Publication: Czech Music
Publication Date: 01-JAN-08
Format: Online
Delivery: Immediate Online Access
Full Article Title: Some experimental trends in post-war Czech Music.(cd series)(Critical essay)

Article Excerpt
The radical transformation of society embarked on by the new socialist state after the communist take-over in 1948 had a major impact on Czech culture and art as well. The artist, who for more than a century had been the prototype of the free individual and held up a mirror to the time in which he lived, who had demolished conventional stereotypes and outraged bourgeois society by his freedom of thought, was now supposed to become a servant of the monstrous machinery of "building better tomorrows", "creating the class-less society", the "planned economy" and above all "achieving prosperity for every worker under the banner of the communist party and eternal friendship with the Soviet Union". But how was everyone to be brougsht to do not what they wanted but what was wanted of them?

Composers want to be played, painters to be exhibited and writers to be read, so that if what could and could not be presented in the public realm could be defined and policed, then the task was straightforward. The system of control established was clear and practical. Monopoly organs (in the case of musical culture the Union of Czechoslovak Composers [Svaz Ceskoslovenskych skladatelu]) were set up on the model of the organisation of political power in the country, with a leadership consisting of chairman, secretaries and central committee in authority of branches established in the provincial towns.
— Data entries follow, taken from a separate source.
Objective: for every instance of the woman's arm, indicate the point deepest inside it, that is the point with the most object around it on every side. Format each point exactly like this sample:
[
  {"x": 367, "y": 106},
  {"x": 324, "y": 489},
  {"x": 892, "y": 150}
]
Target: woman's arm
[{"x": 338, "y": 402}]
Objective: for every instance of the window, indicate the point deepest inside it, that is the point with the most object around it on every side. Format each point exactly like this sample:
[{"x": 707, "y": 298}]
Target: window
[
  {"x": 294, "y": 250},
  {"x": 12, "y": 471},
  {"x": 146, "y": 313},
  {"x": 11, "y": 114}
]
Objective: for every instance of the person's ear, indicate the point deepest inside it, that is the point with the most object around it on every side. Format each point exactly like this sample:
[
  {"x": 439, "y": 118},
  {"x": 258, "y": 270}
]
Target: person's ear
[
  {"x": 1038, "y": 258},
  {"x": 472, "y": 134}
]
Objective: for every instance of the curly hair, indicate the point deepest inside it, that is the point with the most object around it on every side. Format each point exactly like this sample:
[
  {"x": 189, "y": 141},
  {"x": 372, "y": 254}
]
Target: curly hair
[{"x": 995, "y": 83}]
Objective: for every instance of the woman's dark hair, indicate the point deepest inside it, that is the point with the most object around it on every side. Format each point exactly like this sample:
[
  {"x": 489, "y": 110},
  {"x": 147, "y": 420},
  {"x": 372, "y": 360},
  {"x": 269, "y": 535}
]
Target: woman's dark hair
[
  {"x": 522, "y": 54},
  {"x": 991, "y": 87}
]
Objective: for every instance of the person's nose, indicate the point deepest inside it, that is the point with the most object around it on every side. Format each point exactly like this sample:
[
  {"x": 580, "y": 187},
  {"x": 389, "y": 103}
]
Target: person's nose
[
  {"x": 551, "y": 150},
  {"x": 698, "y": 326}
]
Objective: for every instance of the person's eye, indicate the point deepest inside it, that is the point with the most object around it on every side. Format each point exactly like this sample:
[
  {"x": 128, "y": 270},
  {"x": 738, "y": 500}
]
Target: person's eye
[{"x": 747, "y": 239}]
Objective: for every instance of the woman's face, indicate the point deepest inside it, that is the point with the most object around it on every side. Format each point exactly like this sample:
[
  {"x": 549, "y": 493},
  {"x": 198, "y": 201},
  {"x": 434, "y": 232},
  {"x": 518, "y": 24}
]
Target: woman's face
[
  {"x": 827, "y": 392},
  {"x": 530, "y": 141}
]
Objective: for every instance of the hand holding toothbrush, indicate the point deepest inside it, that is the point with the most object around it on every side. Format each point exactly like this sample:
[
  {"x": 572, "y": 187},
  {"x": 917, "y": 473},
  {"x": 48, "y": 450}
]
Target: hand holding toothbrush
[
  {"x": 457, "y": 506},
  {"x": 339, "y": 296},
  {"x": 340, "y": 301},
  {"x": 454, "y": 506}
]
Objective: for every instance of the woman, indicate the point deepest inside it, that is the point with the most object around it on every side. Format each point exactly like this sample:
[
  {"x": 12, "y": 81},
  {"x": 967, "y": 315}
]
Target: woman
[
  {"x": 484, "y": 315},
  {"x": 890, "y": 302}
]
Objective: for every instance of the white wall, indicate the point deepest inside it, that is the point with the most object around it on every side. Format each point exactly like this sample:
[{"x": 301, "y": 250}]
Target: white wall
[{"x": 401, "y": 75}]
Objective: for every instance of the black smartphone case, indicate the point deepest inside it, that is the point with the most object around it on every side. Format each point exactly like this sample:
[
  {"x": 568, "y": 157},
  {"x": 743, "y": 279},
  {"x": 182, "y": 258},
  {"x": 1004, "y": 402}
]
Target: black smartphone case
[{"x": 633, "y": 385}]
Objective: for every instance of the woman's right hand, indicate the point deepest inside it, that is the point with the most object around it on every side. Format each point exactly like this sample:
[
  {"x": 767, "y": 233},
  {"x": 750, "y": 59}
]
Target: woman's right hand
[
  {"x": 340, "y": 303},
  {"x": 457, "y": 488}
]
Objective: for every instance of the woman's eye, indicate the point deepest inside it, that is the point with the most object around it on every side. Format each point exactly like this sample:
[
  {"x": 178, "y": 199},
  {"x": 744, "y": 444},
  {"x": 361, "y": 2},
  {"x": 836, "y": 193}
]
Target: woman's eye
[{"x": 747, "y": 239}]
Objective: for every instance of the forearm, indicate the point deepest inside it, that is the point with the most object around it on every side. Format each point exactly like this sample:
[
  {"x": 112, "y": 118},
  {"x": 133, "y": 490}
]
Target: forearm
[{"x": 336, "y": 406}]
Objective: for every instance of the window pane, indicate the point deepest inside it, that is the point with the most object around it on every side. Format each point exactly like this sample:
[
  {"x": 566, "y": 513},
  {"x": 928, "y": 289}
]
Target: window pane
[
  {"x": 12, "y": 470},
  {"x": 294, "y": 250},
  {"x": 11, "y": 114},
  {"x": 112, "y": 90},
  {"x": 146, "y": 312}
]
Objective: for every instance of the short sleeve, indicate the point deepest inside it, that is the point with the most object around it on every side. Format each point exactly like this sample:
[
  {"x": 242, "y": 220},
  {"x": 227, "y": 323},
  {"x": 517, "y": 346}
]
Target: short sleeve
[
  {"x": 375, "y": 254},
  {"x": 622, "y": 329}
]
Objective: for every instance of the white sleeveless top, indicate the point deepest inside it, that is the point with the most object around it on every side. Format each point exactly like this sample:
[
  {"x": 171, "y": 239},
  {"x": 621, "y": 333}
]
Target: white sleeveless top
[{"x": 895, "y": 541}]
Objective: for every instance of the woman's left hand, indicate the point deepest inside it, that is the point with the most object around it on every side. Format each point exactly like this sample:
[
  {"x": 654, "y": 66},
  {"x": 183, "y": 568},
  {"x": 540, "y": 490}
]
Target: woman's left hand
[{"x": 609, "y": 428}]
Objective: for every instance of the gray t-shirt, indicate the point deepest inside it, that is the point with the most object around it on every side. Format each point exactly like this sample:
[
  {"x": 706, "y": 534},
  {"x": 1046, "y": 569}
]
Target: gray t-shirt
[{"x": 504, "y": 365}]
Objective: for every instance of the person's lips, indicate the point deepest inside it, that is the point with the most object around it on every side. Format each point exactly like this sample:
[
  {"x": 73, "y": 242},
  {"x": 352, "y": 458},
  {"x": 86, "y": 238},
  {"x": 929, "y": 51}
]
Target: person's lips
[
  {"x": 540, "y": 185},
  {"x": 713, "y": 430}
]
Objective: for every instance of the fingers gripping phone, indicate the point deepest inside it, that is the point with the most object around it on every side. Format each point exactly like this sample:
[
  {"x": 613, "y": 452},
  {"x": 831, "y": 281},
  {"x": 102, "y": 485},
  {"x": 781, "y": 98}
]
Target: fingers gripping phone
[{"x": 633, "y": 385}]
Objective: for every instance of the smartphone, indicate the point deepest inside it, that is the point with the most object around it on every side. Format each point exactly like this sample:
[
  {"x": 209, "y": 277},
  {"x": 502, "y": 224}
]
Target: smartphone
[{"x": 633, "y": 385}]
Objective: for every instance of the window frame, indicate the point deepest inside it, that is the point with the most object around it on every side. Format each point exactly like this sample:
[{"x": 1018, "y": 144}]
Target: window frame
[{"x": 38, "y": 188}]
Platforms for official opinions, i.e. monopoly periodicals, monopoly publishers and monopoly censors and inspectors were ser up as parts of the necessary centralisation of all cultural life, and these were unconditionally subordinate to the interests of the central committee of the different cultural unions, and by extension to the organs of the Communist Party.

This process took place gradually for all the branches of the arts, not excluding music. As early as March 1948 a decree of the action committee of the National Front abolished all unions and clubs that had survived the war or been re-established after it, and through the network of new action committees progressively transformed them into the single, all-powerful Union of Czechoslovak Composers represented by reliable people. Socialist realism was also enforced in our state on the model of the USSR as the only possible artistic doctrine. The impact on Czechoslovak society was unimaginable. Permanent "brain-washing" characterised by the destruction of books, the banning of authors, annual congresses, empty citations, endless meetings, training courses in scientific communism, stuffed and degenerate Marxism. Constant "witch hunts", sometimes directed against genetics, at other times against sociology or depth psychology, but also against cybernetics, semiotics or linguistics. An unending struggle against religion, mysticism, against every non-Marxist philosophy or aesthetics. All this created an atmosphere of encirclement by "hostile imperialists" and "cosmopolitans" (in part of "Jewish origin"), an environment of unrelenting "class war". Political show trials helped to confine the Czechoslovak intelligentsia in a stifling atmosphere of constant tension and fear for the present and future. Creative art was suppressed and replaced by socialist propaganda. The remnants of free art moved from official platforms to private studios, flats, cellars and cafes.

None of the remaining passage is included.